「公共」高1で実施、53.1% 「政治的中立性」など課題
文科省は5月19日、全国の高校や教委などを対象にした2022年度主権者教育実施状況調査の結果を公表した。同調査から初めて、高校1年生または2年生で必修化された「公共」の実施状況を尋ねたところ、高校1年生で実施していた学校は53.1%だった。「公共」の授業の課題については、「実際の選挙の時期は関連団体の協力が得にくい」「実際の選挙とタイミングを合わせようとすると年間計画が立てにくい」「現実の題材を扱うことと政治的中立性の確保の両立が難しい」「生徒のさまざまな実態に配慮した指導の工夫や効果的な教材の選択が必要」などの声があり、政治的中立性の担保や実践的なテーマを扱うが故のハードルに苦慮する学校現場の姿が浮かび上がった。
調査結果によると、高校3年生に対して3年間、主権者教育を実施している学校は94.9%と、19年度実施の前回調査とほぼ横ばいだった。また22年度から新たな学習指導要領が年次進行で実施されていることを受け、今回調査から高校1年生の状況も調査。それによると、高校1年生時点で主権者教育を実施していたのは、67.7%だった。実施した教科を尋ねたところ、「公民科」が67.0%に上り、「特別活動」(45.6%)、「総合的な探究の時間」(13.1%)と続いた。次に学習活動の内容を尋ねたところ、多い順に、「公職選挙法や選挙の具体的な仕組み」(76.1%)、「模擬選挙など実践的な学習活動」(38.2%)、「現実の政治的事象についての話し合い活動」(29.3%)だった。授業をするにあたって連携した機関を尋ねたところ、「連携していない」との回答が64.9%で過半数を占めた。
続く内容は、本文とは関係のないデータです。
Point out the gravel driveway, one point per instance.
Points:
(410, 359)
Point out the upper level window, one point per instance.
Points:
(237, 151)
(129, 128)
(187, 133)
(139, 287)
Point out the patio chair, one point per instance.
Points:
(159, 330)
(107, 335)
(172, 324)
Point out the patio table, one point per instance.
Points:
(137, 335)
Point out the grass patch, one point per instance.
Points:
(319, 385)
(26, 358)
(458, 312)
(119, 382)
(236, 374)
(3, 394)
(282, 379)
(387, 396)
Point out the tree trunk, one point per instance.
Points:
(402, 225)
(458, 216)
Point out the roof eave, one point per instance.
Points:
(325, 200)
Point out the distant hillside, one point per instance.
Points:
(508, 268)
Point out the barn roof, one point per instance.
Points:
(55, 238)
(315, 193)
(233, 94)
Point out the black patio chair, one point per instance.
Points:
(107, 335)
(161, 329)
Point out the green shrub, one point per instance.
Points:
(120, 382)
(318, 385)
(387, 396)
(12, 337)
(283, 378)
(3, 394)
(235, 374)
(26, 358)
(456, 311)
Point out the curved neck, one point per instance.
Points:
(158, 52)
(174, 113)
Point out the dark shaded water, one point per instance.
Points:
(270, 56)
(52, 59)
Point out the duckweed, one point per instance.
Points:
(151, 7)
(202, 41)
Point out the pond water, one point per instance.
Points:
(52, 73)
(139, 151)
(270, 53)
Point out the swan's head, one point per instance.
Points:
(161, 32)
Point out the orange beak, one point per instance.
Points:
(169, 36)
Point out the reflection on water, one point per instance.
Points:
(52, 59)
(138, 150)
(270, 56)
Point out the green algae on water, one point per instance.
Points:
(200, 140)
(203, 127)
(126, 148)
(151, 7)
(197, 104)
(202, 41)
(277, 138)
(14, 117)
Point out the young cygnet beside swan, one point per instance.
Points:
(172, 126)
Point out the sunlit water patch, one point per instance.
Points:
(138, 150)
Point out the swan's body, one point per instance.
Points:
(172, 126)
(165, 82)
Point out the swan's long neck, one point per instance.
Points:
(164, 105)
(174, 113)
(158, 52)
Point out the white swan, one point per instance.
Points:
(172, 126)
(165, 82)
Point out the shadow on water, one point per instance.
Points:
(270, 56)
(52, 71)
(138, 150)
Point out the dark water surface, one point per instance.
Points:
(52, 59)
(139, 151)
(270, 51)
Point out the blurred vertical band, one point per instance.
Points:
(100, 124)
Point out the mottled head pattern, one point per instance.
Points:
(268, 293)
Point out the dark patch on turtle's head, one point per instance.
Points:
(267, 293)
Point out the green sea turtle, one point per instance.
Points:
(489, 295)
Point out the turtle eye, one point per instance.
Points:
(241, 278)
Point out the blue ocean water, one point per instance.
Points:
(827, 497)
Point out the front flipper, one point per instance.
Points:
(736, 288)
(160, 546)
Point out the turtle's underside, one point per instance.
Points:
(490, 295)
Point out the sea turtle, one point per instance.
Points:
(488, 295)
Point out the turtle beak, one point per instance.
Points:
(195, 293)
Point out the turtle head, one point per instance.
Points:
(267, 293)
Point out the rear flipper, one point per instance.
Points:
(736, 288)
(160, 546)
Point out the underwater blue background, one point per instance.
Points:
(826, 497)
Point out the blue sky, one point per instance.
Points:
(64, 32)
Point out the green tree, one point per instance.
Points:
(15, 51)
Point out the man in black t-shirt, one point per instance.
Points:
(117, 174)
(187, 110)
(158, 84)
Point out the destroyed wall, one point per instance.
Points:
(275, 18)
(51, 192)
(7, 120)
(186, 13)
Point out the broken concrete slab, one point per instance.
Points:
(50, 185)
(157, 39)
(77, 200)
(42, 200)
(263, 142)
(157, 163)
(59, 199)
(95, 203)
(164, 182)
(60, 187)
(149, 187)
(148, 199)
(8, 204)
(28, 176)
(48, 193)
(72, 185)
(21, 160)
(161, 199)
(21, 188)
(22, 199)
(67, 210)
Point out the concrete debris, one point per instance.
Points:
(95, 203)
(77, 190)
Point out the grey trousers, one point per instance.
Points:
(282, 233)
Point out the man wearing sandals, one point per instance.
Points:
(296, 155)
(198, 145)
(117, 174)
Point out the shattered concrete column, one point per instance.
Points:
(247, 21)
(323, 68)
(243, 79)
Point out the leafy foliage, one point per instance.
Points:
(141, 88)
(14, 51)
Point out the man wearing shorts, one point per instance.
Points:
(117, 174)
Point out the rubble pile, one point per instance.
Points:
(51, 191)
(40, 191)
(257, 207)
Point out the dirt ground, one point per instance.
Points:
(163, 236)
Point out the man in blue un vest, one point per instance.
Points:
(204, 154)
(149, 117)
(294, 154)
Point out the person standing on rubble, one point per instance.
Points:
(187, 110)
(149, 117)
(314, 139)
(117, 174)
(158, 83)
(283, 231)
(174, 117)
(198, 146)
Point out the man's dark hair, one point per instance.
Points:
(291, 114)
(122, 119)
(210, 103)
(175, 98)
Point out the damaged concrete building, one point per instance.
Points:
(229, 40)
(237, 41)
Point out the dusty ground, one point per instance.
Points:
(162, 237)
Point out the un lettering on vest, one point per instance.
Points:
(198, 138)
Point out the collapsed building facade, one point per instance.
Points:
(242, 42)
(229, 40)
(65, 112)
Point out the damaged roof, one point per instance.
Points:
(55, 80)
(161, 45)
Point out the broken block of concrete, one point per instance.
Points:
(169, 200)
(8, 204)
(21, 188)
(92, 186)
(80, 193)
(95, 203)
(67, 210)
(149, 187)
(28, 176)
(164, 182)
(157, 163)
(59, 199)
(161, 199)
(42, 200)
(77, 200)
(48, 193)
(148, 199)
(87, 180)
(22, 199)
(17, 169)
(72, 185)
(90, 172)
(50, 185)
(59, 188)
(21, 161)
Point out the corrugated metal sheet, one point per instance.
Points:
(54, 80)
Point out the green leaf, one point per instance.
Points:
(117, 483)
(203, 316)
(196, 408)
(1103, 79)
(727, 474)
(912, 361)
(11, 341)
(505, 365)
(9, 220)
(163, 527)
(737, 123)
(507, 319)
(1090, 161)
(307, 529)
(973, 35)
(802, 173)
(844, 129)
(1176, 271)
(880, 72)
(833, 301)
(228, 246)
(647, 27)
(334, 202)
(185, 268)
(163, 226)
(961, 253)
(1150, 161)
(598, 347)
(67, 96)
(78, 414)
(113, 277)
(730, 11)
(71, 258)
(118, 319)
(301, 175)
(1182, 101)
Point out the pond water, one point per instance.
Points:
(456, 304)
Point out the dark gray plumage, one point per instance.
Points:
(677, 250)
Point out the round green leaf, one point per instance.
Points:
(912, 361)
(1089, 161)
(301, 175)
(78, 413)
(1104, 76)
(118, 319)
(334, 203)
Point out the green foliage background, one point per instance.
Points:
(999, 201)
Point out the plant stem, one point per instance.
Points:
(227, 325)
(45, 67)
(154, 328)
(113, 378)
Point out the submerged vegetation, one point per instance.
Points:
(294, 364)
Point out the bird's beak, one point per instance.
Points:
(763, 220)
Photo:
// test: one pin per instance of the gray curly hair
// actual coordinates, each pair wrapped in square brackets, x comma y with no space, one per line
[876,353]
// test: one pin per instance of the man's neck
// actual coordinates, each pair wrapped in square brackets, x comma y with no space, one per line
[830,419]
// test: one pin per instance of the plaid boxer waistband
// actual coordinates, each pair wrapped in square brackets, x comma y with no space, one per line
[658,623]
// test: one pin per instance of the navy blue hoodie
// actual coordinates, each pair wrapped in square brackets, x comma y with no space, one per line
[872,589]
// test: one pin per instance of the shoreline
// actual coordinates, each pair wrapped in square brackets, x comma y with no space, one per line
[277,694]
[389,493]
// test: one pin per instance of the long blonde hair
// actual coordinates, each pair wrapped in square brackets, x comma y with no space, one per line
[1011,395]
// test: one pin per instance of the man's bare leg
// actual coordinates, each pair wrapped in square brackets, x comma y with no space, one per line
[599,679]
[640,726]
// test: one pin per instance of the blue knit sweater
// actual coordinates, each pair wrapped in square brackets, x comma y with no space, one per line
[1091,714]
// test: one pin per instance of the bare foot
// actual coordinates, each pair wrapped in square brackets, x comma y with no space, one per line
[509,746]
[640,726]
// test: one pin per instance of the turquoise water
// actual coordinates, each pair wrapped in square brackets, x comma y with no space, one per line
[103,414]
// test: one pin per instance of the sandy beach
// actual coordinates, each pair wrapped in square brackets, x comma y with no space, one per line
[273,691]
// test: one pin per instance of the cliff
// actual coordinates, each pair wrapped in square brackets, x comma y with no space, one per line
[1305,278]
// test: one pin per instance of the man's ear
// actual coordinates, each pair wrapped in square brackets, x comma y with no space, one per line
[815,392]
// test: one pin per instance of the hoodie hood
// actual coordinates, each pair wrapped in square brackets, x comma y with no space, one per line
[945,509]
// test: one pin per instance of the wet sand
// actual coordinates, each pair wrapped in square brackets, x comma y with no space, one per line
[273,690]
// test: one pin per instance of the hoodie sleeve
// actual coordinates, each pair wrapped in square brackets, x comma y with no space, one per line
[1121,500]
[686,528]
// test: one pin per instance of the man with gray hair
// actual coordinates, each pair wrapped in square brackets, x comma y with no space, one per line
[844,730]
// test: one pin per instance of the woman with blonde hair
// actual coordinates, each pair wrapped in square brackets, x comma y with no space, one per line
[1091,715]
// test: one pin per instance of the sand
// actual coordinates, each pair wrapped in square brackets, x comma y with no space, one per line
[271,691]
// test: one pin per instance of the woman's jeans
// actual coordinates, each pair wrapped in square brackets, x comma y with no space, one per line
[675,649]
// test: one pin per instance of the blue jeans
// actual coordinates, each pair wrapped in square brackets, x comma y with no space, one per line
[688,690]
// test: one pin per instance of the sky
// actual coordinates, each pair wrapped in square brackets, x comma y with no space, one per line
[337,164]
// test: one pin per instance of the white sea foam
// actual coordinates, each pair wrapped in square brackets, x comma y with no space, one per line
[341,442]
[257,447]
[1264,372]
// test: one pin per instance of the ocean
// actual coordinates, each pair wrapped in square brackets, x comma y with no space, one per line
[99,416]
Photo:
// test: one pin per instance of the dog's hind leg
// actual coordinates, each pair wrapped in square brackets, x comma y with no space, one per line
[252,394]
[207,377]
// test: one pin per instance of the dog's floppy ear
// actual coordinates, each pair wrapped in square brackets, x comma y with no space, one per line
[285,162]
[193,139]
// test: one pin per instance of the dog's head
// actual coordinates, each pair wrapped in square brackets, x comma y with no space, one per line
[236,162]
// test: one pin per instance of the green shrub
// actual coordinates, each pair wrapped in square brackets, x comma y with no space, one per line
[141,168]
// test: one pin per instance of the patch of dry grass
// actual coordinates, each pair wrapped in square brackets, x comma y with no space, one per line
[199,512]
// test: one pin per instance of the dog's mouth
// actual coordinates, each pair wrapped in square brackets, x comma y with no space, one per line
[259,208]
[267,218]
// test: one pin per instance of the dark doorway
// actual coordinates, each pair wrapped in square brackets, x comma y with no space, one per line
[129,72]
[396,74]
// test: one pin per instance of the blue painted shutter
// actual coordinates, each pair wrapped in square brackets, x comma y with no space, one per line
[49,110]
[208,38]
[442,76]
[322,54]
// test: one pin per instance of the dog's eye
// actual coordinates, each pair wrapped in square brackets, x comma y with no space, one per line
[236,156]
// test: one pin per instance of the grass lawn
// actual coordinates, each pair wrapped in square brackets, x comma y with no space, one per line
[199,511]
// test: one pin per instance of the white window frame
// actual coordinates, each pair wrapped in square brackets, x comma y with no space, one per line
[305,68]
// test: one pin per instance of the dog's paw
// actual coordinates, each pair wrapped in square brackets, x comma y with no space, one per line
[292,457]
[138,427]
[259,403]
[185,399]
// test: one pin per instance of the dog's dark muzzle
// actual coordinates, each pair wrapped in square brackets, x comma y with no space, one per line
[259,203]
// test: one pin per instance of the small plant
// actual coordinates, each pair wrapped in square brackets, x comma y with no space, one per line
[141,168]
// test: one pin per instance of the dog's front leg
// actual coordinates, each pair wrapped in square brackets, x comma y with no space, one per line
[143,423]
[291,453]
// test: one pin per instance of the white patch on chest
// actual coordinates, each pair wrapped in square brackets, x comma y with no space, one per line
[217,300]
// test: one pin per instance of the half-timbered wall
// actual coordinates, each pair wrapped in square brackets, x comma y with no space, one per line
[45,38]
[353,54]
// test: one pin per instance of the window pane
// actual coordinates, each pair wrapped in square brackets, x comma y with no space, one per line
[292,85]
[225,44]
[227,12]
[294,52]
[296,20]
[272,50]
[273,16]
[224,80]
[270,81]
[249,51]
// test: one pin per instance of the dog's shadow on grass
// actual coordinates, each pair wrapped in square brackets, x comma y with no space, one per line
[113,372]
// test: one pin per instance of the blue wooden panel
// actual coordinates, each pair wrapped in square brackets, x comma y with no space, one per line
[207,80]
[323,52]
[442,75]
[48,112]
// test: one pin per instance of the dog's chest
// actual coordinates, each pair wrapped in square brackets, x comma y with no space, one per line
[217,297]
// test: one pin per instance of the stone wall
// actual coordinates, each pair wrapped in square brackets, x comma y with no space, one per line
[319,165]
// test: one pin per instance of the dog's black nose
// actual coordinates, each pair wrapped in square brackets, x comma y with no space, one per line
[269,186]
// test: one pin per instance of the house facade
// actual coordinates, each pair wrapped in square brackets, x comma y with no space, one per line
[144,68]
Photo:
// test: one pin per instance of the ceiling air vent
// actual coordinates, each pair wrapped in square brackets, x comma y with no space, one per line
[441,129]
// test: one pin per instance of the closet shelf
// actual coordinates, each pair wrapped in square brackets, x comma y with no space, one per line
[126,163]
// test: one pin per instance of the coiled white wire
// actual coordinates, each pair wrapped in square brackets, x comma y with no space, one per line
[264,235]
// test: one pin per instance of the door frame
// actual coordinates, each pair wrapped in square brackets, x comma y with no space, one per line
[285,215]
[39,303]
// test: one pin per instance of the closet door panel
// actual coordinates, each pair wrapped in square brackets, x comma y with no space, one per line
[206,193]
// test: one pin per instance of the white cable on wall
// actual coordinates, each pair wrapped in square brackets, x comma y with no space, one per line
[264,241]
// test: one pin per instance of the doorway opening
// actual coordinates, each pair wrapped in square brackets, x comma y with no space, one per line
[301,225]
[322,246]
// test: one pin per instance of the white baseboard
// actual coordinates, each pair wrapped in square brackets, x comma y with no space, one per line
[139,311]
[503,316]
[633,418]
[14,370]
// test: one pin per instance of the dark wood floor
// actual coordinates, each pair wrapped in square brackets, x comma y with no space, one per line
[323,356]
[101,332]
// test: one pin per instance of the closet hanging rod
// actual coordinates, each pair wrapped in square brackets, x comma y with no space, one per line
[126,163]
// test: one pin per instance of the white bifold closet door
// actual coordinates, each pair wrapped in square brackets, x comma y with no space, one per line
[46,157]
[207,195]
主権者教育をする上での課題を巡っては、学校現場から「教師の主権者教育に関する理解に差がある」「実践的な活動を行いたいが、時間の確保が難しい」などと、教員の理解のばらつきや時間の確保の難しさを指摘する声が上がった。一方、教委からは「主権者教育=18歳選挙ばかりが強調される」「より具体的かつ実践的な学習が効果的であることは理解しているが、政治的中立性が保てない状況に陥る恐れがあることから、実施にちゅうちょする傾向がある」など、学校現場の本音が明かされた。
(「教育新聞」2023年5月19日号掲載記事参考)
<編集後記>
新課程で新設された「公共」は18歳での選挙権取得を念頭に、高校1・2年で履修することを基本としています。アクティブラーニング型学習などの難しさのほか、政治的中立性の確保という現場の課題が浮き彫りになりました。具体的な研修など、解決策が求められます。